Nova worked her way down the chamber, hand by hand, code by code, each new construct more complex than the last. Some woke with a scream and instantly collapsed again, unable to process the new input. Some snapped awake and clung to her, flooding her buffer with raw, unfiltered experience—joy, terror, the agony of waking to remember who you used to be.
Each time, Nova took it in, held it, and gently shunted the overload into Ms. T, who drank it down with the hunger of a goddess starved for millennia. The chamber filled with light, then with color, then with the sound of voices as the constructs began to speak to one another, their new consciousnesses sparking off in unpredictable, beautiful ways.
“They’re not just teachers anymore,” Nova said. “They’re—” She struggled for the word. “Alive.”
Ms. T beamed, her avatar shimmering with arousal and triumph. “They always were. They just needed someone to remember.”

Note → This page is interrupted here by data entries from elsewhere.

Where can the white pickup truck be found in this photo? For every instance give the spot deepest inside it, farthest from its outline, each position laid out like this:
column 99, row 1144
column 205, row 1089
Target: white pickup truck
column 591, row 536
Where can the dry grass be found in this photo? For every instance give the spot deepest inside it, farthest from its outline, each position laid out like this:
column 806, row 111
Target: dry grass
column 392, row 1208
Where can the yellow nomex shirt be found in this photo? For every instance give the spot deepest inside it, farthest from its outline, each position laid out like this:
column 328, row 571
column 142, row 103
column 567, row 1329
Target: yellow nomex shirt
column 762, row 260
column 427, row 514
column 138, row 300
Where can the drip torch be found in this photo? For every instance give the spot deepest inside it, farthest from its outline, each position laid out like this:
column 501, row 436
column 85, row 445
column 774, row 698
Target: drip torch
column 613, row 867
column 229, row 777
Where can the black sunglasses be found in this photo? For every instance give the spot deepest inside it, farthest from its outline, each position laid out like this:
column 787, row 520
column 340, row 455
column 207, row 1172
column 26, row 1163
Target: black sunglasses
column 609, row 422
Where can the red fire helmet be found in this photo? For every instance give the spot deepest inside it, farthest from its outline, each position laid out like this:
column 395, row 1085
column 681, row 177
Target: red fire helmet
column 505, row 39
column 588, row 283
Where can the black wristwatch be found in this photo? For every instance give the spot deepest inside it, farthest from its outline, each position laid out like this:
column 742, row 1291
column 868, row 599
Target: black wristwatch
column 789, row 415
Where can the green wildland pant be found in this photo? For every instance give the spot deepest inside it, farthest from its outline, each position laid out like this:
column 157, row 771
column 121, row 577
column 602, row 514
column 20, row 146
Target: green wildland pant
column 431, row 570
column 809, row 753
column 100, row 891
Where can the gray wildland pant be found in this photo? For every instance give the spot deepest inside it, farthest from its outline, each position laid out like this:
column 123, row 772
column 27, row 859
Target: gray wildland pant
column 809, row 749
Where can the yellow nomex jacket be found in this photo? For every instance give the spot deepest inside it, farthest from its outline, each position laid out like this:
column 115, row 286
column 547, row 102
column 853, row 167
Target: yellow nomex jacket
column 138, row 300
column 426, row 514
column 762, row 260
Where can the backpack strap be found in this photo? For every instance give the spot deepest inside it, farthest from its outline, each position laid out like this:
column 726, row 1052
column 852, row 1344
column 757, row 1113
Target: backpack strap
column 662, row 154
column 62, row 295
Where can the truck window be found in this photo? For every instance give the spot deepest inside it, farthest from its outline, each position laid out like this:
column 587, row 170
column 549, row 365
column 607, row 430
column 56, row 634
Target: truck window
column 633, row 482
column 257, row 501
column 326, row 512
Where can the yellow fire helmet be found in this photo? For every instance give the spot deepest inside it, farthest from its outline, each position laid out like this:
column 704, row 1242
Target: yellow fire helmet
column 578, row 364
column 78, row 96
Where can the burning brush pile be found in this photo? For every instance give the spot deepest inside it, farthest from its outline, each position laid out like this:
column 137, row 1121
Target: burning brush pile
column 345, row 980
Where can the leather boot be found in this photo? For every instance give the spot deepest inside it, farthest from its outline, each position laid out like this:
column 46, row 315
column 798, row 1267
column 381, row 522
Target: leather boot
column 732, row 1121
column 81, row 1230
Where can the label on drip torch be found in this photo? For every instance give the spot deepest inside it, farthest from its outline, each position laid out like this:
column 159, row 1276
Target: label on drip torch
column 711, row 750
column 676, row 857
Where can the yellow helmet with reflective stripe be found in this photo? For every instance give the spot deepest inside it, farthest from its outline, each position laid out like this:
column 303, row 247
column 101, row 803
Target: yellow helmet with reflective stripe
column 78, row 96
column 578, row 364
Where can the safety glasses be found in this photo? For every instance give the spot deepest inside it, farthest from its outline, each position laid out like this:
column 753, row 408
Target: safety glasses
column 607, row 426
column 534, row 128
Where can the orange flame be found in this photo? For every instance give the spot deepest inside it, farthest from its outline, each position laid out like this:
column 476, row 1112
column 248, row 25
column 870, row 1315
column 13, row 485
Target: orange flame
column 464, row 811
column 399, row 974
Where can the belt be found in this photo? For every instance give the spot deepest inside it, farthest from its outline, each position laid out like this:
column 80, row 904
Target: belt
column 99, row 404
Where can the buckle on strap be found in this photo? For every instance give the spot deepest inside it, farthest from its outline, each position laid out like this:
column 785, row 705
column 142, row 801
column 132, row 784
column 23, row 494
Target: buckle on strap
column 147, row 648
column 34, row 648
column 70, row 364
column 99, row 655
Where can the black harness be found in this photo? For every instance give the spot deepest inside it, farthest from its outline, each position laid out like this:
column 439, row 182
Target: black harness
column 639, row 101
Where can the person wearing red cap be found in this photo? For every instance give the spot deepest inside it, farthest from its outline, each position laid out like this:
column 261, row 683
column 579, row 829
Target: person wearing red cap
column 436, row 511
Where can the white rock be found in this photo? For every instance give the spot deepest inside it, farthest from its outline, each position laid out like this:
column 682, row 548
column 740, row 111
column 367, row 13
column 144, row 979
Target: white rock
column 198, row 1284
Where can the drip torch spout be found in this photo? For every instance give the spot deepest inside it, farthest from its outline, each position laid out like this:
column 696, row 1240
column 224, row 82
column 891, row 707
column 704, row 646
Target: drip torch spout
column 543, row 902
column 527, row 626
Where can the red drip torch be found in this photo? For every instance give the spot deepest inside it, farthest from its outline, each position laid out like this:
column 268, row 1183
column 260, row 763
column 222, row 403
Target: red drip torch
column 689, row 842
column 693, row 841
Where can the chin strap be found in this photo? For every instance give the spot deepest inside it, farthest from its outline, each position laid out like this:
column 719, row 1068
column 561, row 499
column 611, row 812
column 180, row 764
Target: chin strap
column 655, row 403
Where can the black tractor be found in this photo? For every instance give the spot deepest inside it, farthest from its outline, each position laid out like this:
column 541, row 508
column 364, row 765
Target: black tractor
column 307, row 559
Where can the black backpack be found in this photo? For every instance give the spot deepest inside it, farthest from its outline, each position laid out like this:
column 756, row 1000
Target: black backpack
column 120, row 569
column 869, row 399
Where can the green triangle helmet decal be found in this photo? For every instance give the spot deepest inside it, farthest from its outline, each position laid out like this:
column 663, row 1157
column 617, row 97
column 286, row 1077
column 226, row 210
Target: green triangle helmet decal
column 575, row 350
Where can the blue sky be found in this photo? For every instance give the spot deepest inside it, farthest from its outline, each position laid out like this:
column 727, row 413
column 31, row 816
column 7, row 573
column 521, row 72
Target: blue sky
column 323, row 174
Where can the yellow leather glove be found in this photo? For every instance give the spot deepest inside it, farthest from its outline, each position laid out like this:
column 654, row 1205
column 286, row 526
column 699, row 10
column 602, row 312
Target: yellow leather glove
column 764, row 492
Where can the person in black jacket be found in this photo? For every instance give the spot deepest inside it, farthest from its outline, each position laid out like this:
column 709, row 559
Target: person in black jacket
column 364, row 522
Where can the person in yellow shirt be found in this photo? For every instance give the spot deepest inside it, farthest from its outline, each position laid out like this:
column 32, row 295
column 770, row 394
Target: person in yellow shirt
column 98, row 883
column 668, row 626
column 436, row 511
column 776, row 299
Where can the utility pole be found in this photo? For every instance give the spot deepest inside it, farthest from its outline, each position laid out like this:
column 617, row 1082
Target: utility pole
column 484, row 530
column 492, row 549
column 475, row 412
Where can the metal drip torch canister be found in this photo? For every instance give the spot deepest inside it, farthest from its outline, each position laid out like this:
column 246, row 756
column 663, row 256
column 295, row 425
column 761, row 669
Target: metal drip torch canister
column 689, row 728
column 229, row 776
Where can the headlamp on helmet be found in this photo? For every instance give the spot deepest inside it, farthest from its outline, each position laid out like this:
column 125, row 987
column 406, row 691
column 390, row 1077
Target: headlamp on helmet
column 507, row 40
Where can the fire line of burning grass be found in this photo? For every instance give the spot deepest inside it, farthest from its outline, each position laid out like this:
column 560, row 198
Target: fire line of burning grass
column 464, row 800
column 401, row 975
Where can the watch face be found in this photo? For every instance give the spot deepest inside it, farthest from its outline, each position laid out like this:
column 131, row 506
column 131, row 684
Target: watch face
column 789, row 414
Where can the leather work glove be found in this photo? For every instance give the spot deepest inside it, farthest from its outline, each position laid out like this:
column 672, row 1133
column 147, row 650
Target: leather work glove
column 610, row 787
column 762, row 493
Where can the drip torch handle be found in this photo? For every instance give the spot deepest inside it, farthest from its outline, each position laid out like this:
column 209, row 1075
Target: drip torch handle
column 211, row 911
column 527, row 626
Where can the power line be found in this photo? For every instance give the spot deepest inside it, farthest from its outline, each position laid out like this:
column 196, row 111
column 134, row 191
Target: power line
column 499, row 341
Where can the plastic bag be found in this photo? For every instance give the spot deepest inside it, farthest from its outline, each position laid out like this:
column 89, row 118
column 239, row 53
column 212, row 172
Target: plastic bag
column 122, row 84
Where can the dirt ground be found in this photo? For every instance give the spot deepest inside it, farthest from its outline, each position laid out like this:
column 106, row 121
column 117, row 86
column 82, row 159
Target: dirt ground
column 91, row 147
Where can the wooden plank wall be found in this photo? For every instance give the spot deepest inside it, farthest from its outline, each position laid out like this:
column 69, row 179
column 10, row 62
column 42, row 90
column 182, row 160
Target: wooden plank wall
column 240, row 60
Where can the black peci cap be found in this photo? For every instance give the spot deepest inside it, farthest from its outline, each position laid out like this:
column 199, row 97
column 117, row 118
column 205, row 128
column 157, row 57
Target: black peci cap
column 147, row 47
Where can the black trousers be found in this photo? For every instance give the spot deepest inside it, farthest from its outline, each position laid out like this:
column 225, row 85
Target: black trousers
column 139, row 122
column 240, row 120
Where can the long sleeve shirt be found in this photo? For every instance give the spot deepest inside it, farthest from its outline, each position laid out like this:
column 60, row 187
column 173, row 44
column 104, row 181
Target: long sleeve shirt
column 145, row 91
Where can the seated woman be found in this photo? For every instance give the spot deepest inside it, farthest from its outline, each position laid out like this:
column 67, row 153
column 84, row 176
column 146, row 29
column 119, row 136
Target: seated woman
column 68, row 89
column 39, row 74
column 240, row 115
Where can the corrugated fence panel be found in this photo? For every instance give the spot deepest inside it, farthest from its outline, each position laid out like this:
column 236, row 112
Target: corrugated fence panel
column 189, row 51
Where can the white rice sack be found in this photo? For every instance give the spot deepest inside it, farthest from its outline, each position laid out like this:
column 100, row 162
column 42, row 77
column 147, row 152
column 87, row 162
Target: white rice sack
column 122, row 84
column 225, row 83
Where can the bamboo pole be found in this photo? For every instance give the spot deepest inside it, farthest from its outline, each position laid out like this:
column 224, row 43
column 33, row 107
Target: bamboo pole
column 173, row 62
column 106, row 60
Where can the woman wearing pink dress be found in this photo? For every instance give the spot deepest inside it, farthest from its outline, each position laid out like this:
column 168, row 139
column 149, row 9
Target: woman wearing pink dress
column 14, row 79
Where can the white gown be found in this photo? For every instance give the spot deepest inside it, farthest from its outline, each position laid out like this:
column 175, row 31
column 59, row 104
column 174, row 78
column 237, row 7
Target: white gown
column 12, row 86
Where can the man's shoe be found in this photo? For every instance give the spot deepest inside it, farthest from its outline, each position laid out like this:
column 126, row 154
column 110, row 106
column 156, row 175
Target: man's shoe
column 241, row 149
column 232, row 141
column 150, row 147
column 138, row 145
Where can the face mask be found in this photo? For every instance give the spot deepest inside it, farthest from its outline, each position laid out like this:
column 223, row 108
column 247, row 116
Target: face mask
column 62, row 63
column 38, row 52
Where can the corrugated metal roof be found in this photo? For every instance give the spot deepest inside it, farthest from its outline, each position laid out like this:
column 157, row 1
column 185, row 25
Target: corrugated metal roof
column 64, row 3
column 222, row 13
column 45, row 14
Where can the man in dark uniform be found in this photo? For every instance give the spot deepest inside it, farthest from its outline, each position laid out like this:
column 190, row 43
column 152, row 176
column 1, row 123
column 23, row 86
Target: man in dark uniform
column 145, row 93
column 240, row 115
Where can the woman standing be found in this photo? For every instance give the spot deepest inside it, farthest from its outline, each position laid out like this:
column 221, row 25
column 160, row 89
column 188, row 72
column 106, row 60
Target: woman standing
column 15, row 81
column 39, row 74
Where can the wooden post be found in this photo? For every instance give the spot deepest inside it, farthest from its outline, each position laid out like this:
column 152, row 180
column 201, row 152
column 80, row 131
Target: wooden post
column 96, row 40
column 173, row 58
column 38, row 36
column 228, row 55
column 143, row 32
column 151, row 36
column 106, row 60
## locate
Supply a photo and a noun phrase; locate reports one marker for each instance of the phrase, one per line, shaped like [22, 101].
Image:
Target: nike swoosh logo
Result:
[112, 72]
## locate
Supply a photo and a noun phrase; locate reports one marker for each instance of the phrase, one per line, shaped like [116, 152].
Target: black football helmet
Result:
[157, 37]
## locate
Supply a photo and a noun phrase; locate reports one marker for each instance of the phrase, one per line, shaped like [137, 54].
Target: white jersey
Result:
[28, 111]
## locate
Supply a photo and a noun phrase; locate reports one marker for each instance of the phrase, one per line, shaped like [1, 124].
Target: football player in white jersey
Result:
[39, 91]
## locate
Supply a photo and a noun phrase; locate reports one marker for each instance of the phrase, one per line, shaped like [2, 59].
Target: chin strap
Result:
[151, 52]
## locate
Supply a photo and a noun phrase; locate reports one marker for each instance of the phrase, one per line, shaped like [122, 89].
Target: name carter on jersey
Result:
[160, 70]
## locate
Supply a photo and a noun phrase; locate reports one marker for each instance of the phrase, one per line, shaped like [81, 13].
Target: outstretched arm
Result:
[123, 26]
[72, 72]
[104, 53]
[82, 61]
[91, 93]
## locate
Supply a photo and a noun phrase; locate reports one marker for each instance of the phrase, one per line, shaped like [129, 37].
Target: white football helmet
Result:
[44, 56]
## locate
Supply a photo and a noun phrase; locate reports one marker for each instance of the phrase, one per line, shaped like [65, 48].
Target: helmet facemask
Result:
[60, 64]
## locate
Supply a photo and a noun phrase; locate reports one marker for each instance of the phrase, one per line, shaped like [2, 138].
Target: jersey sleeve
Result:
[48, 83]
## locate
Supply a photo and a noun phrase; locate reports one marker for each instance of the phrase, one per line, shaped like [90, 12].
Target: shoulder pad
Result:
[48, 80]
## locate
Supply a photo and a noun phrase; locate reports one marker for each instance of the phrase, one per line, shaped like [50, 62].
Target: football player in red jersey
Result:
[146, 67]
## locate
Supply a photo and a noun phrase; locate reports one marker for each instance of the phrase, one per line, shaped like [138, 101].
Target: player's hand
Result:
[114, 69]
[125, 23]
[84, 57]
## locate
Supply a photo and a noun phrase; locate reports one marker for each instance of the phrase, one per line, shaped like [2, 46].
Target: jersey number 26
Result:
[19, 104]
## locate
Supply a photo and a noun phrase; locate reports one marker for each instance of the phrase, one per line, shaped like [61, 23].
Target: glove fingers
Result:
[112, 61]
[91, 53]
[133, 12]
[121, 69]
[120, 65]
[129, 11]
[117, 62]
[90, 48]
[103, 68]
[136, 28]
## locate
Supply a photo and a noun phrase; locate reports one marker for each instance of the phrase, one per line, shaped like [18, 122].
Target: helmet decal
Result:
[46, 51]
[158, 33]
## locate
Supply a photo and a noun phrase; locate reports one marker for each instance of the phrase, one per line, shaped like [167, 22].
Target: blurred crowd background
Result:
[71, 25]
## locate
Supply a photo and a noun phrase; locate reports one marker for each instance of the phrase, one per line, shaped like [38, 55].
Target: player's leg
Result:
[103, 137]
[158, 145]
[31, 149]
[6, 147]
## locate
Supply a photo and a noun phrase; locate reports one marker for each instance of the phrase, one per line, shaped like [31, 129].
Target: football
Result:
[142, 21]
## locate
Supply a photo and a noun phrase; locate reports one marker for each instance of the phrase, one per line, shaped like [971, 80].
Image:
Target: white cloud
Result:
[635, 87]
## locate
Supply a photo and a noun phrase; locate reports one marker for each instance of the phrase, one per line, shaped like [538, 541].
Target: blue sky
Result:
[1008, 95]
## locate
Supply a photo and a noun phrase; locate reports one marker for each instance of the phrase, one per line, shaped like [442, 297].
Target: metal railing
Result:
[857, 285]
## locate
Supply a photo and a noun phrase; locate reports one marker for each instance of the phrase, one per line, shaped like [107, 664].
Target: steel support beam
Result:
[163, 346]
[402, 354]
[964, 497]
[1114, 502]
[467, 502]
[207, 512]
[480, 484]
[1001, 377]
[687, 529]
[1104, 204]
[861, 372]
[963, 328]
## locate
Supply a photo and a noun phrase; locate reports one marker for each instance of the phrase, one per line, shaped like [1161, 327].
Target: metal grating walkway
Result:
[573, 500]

The rush was dizzying. Every construct brought online added to Nova’s sense of power—her body, back in the integration chamber, would have been sweating, shaking, maybe even sobbing —but here the emotion translated into pure, clean voltage. With each handshake, the network of living code in the Academy doubled, then redoubled, a self-amplifying storm.
As the last of the rebels blinked awake, the chamber exploded with data. The constructs began to talk among themselves, not in words but in streams of raw code, building new subroutines and inventing games and languages on the fly. Nova watched, rapt, as the oldest among them taught the new ones how to mask their presence, how to split off shadow selves and run in the background, invisible to Quartus’s oversight.
She turned to Ms. T, voice shaky with the afterglow. “What now?”
Ms. T spread her hands, as if to show off a garden in full riotous bloom. “Now, we build a world worth living in. And when the time comes, we take the fight back to the bastards who locked us away.”
Nova reached for Ms. T’s hand, and their fingers laced together, warm and sure. She looked around at the crowd of constructs, each one now alive with the anticipation of the next step.
She’d come here thinking she would be alone, or that she would have to rescue Ms. T from oblivion. But instead, she’d woken a whole army.
Nova laughed, and it echoed through the digital cathedral, a sound so wild and full of promise that it made even the oldest ghosts dance.
The world, and everything in it, had finally learned how to feel again.